ON Wed, 15 Jul 2020 23:55:19 -0400 Stefan Monnier wrote:
Sounds like a lot of information, which in turn implies a potentially
high overhead (e.g. the "exact string" sounds like it might cost O(N²)
in corner cases, yet provides redundant info that can be recovered from
begin+end points). Note also that while `read` returns a sexp made
exclusively of data coming from a particular buffer, the code after
macro-expansion can include chunks coming from other buffers, so if we
want to keep the same representation of "sexp with extra info" in both
cases, we can't just assume "the buffer".
Yes, when I last looked, yes, there is bloat in the way source mappings are done. But let me explain:
As a Google Summer of Code project, the project has always been been a bit behind. So the approach I had been taking was that if something is usable for now, go with it and move onto other uncharted territory. In other words, get something out, complete what remains and only then go back and iterate on the parts that need improving. The C changes were little bit different because of the (necessarily) long lead time to get things into master and because one can't put something inefficient into the core.

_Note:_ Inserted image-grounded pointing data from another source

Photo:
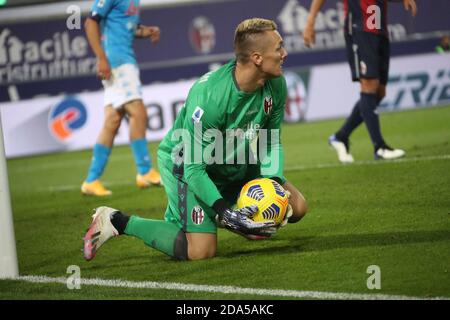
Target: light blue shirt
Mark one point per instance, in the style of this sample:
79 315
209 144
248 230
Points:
117 26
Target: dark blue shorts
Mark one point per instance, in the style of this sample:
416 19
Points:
368 56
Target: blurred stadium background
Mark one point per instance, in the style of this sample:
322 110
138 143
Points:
47 76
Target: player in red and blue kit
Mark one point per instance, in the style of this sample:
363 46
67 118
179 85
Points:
368 50
111 29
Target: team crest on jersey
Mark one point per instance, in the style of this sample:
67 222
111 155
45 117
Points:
133 9
197 114
268 104
197 215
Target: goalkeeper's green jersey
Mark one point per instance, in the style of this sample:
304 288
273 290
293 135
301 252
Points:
219 124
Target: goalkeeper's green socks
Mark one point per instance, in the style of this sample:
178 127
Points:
158 234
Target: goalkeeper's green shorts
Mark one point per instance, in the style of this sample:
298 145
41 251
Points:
187 211
184 209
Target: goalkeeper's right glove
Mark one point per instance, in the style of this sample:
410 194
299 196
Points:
239 221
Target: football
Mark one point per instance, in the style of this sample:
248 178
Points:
268 195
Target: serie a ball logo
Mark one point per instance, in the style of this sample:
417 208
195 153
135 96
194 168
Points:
268 195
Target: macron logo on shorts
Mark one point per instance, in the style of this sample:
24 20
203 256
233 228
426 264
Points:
197 215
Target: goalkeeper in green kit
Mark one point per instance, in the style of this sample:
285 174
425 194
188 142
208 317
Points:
227 134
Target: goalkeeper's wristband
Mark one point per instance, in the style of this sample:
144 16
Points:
220 206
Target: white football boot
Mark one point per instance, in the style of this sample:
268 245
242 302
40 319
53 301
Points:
387 153
341 149
100 231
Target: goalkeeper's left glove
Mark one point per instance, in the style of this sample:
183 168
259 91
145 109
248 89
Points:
289 211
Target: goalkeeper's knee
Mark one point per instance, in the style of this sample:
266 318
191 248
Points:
180 250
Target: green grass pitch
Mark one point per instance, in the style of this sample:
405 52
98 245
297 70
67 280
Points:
395 215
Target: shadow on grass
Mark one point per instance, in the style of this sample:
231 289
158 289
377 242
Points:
331 242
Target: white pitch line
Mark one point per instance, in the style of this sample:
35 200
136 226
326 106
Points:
287 169
365 163
225 289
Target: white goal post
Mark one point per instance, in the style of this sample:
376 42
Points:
8 255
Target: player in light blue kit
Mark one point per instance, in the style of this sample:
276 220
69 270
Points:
111 29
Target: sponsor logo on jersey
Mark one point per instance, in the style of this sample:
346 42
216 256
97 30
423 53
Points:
197 114
197 215
67 117
268 103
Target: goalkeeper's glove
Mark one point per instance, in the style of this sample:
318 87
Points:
240 221
289 211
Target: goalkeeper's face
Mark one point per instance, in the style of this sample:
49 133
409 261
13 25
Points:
273 54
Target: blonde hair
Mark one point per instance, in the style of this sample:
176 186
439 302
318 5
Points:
244 36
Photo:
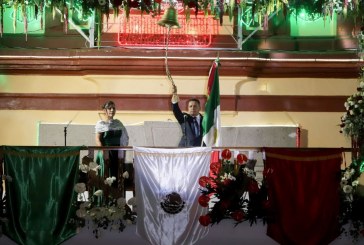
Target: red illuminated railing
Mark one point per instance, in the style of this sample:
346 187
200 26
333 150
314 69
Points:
143 30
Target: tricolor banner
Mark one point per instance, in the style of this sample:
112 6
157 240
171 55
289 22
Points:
211 123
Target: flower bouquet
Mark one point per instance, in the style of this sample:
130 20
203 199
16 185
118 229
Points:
99 204
352 201
231 191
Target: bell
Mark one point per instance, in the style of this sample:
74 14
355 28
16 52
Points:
169 18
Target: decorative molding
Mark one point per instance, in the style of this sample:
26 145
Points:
140 102
181 62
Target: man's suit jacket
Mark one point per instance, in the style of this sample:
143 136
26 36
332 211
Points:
185 120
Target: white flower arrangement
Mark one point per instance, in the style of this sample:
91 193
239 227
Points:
352 122
99 203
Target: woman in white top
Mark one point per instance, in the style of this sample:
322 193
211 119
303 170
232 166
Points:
111 132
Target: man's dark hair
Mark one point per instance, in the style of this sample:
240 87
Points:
108 104
195 100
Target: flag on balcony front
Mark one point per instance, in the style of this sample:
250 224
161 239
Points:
167 192
211 120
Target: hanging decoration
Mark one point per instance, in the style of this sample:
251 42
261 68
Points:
261 9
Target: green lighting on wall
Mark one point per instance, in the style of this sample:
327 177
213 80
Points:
14 20
304 25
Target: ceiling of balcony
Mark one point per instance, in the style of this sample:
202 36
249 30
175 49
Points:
251 51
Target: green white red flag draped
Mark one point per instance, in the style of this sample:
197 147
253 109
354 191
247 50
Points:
211 122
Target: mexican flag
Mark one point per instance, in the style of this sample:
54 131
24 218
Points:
211 121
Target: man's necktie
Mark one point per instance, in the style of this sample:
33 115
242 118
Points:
195 126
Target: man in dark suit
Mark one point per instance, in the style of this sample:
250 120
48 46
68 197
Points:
190 122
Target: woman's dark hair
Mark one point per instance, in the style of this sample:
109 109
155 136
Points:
108 104
195 100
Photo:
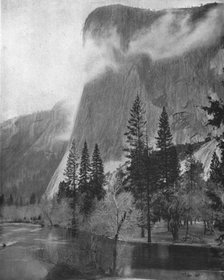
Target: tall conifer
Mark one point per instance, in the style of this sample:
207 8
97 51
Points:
97 174
135 152
168 161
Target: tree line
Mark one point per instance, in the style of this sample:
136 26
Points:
160 188
84 179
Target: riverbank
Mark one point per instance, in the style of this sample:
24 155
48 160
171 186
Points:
160 235
196 236
58 254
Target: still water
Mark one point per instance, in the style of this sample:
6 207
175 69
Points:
33 252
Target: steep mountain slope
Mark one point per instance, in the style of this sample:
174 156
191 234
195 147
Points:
179 82
31 149
179 73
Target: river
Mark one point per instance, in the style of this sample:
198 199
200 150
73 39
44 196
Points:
33 252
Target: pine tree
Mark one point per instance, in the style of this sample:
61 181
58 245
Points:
10 200
33 198
63 191
84 181
71 170
215 166
97 174
135 152
168 159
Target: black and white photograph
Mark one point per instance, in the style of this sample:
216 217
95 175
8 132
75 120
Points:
112 140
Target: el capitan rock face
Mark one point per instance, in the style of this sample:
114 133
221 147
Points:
181 83
33 156
32 147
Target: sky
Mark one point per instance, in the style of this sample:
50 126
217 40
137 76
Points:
42 56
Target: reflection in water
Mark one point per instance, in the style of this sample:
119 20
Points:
44 253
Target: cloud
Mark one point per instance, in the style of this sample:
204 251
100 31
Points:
173 35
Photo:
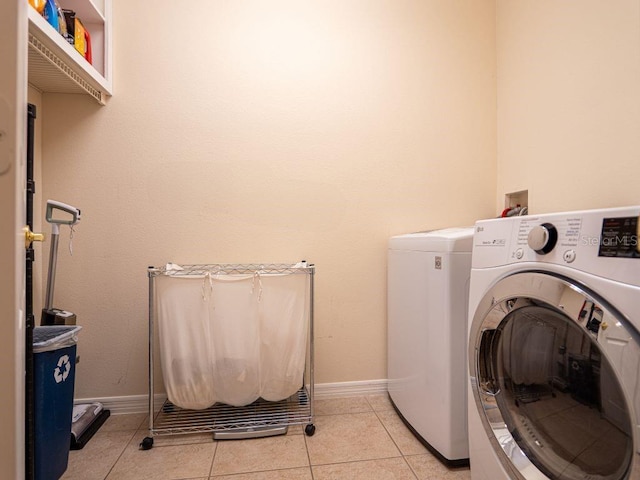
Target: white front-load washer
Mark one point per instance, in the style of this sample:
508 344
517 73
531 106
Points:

The source-code string is needed in the source map only at the top-level. (Oddly the member name for this is "code"). I had suggested that offsets should be relative to the beginning of the function, and the function node would have the position from the beginning of the container (e.g. file) that it is in. However this isn't a big deal, since conversions are easily done.
As for handling bits of S-expressions that represent the conglomeration of a number of containers/files, that's pretty easily handled inside the structure. I am not totally clear about how the container information is determined. I imagine some of it would be noticed in the parameters when the macro is defined, and some of each time the macro is expanded. But once it is determined that certain S-expressions go with certain containers, it is trivial to add it to a source-map object
One cool thing about having the source string stored in the sourcemap object (whether just at the top-level of in more places) is that in tracebacks is that exact information can be given without searching around. In fact, the source code may have never existed inside a file and this still works.
Another great thing about this is that it can tolerate mismatches between the Elisp compiled and the Elisp that is have available. If there were changes outside the toplevel object but not inside the object, then it is pretty easy to detect and correct for this. Even if the discrepency is inside the object, the differences are also easiliy detected. Adjusting is a little more difficult, but still doable.